We want to share a letter from one of our readers because we think her concerns about Horse Journal Online are shared by many people.
Our reader writes:
I was saddened to receive the news that Horse Journal would no longer be printed. I had gotten to the point where HJ was the only publication I still received because I am just too busy to read magazines. But I always looked forward to sitting down with my HJ.
At least some version is available online. But I am really not a blog type. Are there any plans to download current “issues” in the previous format?
Perhaps it is no longer necessary, but all these (20?) years I have kept my copies on file for reference. I don’t really understand the new format. I guess I am reluctant to change, as I like it the way it was.
Any insight you could share would be much appreciated. I know you are very busy to respond to one person, but if you can offer me insight, I would be much obliged.
Horse Journal Response:
To help with the change from paper to a website subscription and ensure you receive maximum benefit, we are compiling one PDF at the end of each month with everything we uploaded during that month.
With this PDF, readers can see what they may have missed, and they can print out individual stories from the PDF. Here is the link for March 2014. You can print only what you want. For example, if you only want to read “Zipper Riding Boot Care,” you can just print out page 13 rather than all 39 pages.
We realize our change from print to a subscriber-only online digital resource was an adjustment for some of our readers. The majority, though, were pleased. Like you, they didn’t have time (or energy at the end of the day!) to read all the magazines stacked by their chair. We’re right with you!
We also noticed that when most people today want to make a purchase, they look for material on the Internet for advice. And we realized it’s pretty tough to find a site you can trust with unbiased commentary. We wanted to fill that niche.
Our digital format allows readers to quickly research purchases and veterinary articles. We keep you posted on what’s new (daily! not monthly!). You can take time to simply read the material your interested in. The bimonthly newsletter keeps you informed of newly uploaded material. We also update Twitter and Facebook daily.

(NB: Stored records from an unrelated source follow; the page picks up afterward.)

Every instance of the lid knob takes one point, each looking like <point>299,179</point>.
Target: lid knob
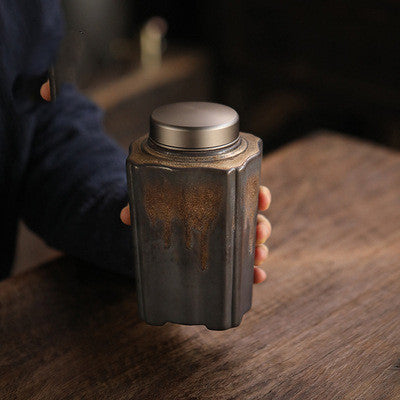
<point>194,126</point>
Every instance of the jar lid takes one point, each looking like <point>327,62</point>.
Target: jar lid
<point>194,126</point>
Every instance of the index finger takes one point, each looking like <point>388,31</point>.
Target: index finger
<point>264,198</point>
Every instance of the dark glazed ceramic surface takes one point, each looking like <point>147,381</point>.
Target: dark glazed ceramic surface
<point>194,220</point>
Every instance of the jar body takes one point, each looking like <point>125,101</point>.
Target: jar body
<point>194,227</point>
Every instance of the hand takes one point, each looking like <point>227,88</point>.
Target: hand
<point>263,231</point>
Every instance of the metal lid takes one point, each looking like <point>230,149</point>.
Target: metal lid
<point>194,126</point>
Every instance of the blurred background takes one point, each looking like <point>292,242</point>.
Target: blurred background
<point>289,68</point>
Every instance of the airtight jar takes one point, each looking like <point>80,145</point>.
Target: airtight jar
<point>193,184</point>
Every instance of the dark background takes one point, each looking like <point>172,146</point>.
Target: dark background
<point>287,67</point>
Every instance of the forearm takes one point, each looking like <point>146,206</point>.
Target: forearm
<point>75,184</point>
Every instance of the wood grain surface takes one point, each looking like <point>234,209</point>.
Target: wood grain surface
<point>325,325</point>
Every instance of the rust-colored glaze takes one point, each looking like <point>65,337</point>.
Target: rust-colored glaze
<point>194,206</point>
<point>250,207</point>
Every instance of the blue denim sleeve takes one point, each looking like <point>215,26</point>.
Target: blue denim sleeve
<point>75,184</point>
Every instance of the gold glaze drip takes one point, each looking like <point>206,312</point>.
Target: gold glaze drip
<point>194,206</point>
<point>250,206</point>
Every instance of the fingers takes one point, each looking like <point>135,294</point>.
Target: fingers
<point>264,198</point>
<point>261,254</point>
<point>263,230</point>
<point>125,215</point>
<point>45,91</point>
<point>259,275</point>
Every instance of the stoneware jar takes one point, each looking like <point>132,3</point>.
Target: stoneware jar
<point>193,185</point>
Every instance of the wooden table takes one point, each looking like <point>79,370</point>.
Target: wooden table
<point>325,325</point>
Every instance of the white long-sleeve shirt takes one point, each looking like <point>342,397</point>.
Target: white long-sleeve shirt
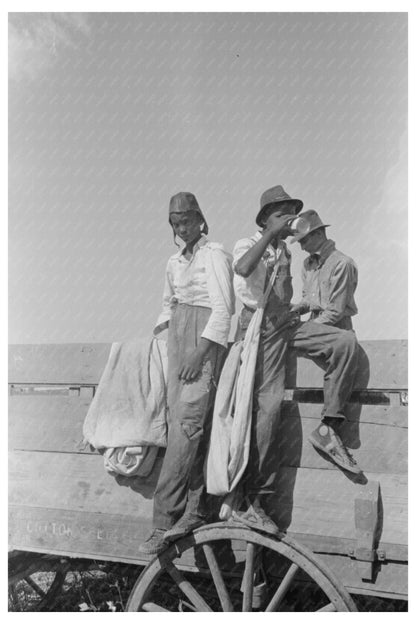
<point>206,280</point>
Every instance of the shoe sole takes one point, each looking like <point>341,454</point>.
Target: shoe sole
<point>175,536</point>
<point>254,525</point>
<point>339,463</point>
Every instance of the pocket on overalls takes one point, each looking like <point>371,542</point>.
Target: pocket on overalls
<point>193,401</point>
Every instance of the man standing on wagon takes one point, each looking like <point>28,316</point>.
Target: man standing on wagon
<point>254,262</point>
<point>198,302</point>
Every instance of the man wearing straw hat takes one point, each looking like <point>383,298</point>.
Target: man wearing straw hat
<point>329,277</point>
<point>254,264</point>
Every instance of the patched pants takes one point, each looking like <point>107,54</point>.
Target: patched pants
<point>180,485</point>
<point>336,349</point>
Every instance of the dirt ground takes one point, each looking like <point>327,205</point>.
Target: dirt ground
<point>106,587</point>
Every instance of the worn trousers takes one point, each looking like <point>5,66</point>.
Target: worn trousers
<point>336,348</point>
<point>180,486</point>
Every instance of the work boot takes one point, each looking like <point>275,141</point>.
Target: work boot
<point>185,525</point>
<point>326,440</point>
<point>154,543</point>
<point>256,518</point>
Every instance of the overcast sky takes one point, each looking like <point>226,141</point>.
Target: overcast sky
<point>111,114</point>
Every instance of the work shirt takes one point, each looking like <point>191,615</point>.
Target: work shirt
<point>250,289</point>
<point>329,282</point>
<point>204,280</point>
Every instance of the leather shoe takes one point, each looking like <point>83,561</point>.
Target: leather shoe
<point>185,525</point>
<point>154,543</point>
<point>256,518</point>
<point>327,441</point>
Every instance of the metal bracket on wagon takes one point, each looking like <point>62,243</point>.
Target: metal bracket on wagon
<point>367,524</point>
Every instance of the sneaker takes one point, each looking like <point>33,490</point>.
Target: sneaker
<point>154,543</point>
<point>256,518</point>
<point>326,440</point>
<point>185,525</point>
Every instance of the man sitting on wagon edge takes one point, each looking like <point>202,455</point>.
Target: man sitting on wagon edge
<point>254,261</point>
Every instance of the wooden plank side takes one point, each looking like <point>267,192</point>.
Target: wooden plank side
<point>54,423</point>
<point>355,414</point>
<point>321,502</point>
<point>80,533</point>
<point>116,537</point>
<point>314,501</point>
<point>78,482</point>
<point>47,423</point>
<point>390,581</point>
<point>77,363</point>
<point>383,365</point>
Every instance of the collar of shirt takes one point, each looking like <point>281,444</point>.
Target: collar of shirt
<point>323,253</point>
<point>200,243</point>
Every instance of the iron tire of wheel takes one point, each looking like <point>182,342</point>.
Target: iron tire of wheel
<point>299,558</point>
<point>41,598</point>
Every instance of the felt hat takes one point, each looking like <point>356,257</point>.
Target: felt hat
<point>306,223</point>
<point>275,195</point>
<point>184,202</point>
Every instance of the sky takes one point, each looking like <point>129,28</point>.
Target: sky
<point>111,114</point>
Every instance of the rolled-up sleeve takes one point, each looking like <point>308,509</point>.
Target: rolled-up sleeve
<point>341,289</point>
<point>168,291</point>
<point>221,294</point>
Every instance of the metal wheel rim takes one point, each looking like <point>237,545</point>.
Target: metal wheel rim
<point>298,554</point>
<point>45,598</point>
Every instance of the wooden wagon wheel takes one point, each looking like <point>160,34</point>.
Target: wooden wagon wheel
<point>218,591</point>
<point>35,583</point>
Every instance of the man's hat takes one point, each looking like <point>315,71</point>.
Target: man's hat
<point>306,223</point>
<point>276,195</point>
<point>184,202</point>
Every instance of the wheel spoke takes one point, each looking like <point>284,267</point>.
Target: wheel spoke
<point>152,606</point>
<point>35,586</point>
<point>328,607</point>
<point>248,578</point>
<point>187,588</point>
<point>222,592</point>
<point>283,587</point>
<point>15,597</point>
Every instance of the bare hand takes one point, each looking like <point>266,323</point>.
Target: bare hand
<point>275,224</point>
<point>191,366</point>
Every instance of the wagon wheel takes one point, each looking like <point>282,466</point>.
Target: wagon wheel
<point>35,584</point>
<point>222,590</point>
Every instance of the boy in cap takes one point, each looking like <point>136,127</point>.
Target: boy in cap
<point>198,303</point>
<point>329,277</point>
<point>254,261</point>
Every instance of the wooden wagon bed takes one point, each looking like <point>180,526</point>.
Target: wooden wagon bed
<point>61,500</point>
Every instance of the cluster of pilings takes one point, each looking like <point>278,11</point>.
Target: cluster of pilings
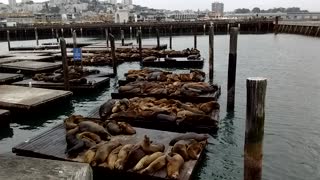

Dropping paper allows us to offer our readers more, with bigger, better, fresh content. New product trials, updated articles, videos and more – the most value we can offer for your subscription fee. All major stories also have a downloadable PDF link with them, so you can print and file the stories, if you prefer.
We also compiled the entire month of blogs in a second month-end PDF that you can download or browse through. We know a lot of people don’t want to bother with blogs. But that’s because, with few exceptions, the word “blog” has become associated with rambling diaries of some stranger’s life. Not with Horse Journal Online.
The postings you see in our writers’ blogs are actually the former Editorials, Commentaries and Veterinary Viewpoints we published each month in the old Horse Journal print. Just as with my editorials, my blogs discuss what I think horse owners should consider in their own barns, current trends, breaking news and more.
Dr. Grant Miller, one of our Veterinary Editors, has been scoping out things his clients are using that our readers might like to hear more about, including Fodder Systems and VibraPlates. That doesn’t mean we won’t tackle them at one point or another, but it keeps things fresh. And we love feedback, as it helps us develop our articles, too. Let Dr. Miller know what you’re up against!
Our other Veterinary Editor, Dr. Deb M. Eldredge, shows in her blogs why she’s a national multi award-winning writer and book author. Her blog is informative with a witty look at life on the farm, like her discussion about shedding. Let Dr. Eldredge know what you’re wondering about. She recently helped a horse owner with a goat problem!
Performance Editor John Strassburger, an eventing trainer in California, concentrates on training, performance, competition and controversial issues. John will keep you informed and on your toes, and he’ll tackle your training problems and offer advice, such as how hard to work your horse.
Associate Editor Margaret Freeman, a USEF judge and FEI-level dressage competitor, focuses on the horsey life and dressage. Her equestrian background is multi-discipline, and her journalism background is strong. She’s discussed amusing anecdotes like “orange horses,” to keeping your cell phone charged during a long day at the barn. Like John, Margaret can help with training, performance – anything horse related. All you need to do is ask.
I tell readers to never hesitate to ask for something, whether it’s an article you’d like to see, one you can’t find or something you particularly liked or didn’t like. We work for you.
Horse Journal has always prided itself on a personal touch with our readers. And, just because we’re growing, evolving and still leading the pack, that doesn’t mean we are going to lose touch with what’s most important to us: our readers. Thank you for making us what we are today!